David Choe’s painting process is fast and instinctive, involving building layers of texture wet-on-wet in a wide variety of media, including pencil, ink, crayon, watercolor, acrylic, oil, and spraypaint. In 2007, he described his ‘dirty style’ painting aesthetic to ‘Fecal Face’ webzine, saying, ‘The dirty styles rule all other schools and styles. The layering, the personal touch to everything. I’m from the school of dirty styles, but it’s more than just style and surface, it’s every dirty thing that’s inside you. Dirty styles is painting on found objects besides a blank piece of paper or a blank white wall. This started for me when my dad would bring home used Xeroxes from work so I could Crayola all over the backs, then I moved on to painting on bus benches and other shit on the street because I couldn’t afford canvases… So even before you start, there’s some history, there’s some spills, chills and marks, then you keep creating more history on top of that, spilling, spraying, dripping, creaming, collaging, making a mess. All this ugly dirty shit, and hopefully the end product being something that’s tolerable and beautiful… something born from that filth. Creating hope from dark beginnings… the fucking dirty styles.’

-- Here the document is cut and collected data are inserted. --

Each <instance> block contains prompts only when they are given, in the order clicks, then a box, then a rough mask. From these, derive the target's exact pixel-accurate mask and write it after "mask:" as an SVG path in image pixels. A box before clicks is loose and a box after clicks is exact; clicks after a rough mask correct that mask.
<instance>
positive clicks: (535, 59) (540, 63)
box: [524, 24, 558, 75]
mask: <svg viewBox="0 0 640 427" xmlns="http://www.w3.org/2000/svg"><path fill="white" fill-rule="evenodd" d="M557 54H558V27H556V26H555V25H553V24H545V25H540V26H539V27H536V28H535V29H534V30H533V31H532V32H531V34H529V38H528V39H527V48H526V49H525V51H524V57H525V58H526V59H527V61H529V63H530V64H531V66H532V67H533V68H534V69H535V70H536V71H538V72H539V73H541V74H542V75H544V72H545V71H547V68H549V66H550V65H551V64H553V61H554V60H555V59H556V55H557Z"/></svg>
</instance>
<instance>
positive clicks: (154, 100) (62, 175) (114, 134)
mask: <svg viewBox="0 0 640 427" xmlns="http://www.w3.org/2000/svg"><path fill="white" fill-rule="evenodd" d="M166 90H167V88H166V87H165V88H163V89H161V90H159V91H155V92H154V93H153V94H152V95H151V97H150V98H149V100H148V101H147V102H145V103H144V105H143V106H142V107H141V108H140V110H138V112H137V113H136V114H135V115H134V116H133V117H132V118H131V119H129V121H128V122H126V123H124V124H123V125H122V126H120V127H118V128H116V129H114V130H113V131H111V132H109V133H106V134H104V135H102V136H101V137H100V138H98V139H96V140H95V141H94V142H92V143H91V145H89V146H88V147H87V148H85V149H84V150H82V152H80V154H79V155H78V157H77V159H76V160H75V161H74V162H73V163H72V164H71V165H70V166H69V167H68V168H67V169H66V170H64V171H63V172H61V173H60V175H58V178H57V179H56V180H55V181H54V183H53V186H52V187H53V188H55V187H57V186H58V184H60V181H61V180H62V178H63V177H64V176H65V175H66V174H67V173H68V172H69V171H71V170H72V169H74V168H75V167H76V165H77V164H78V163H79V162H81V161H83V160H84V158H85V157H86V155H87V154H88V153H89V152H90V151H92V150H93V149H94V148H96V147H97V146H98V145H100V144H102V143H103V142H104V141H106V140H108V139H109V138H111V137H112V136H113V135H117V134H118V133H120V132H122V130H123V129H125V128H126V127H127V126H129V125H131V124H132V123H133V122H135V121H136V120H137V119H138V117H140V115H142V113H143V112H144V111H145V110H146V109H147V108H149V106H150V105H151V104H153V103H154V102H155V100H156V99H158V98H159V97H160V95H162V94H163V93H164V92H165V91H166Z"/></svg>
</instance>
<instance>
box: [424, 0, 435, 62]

While Choe’s success has largely hinged on his paintings, he has been commissioned to paint murals all over the world, and still paints on the street for his own gratification. As he told ‘Juxtapoz’ magazine, ‘I never stopped graffiti. It influences my fine art, with the quickness and immediacy of it. I use oil paint like it’s acrylic, because I can’t wait for it to dry. I love fucking with mediums and seeing how they react to different mediums, but I always considered graffiti separate from my art. I always looked at it as destructive, anarchist, political, spiritual, and mostly just fun. It was a release from being cooped up, hunched over drawing tiny drawings with rapidographs and mechanical pencils. Fuck everything I’m doing at home, I‘m going out late at night to have an affair with the streets. I’m not worried about mistakes, or trying to make shit look right, or fame, or writing a tag over and over—I’m looking to destroy, pure vandalism, and maybe somewhere in between the process I can achieve enlightenment, fulfillment, and redemption, but probably not. You can’t ever really describe the feeling until you’ve stolen two cans of Krylon flat black and hit the streets with reckless abandon. The freedom of speech, and scale of the words and pictures, is humbling.’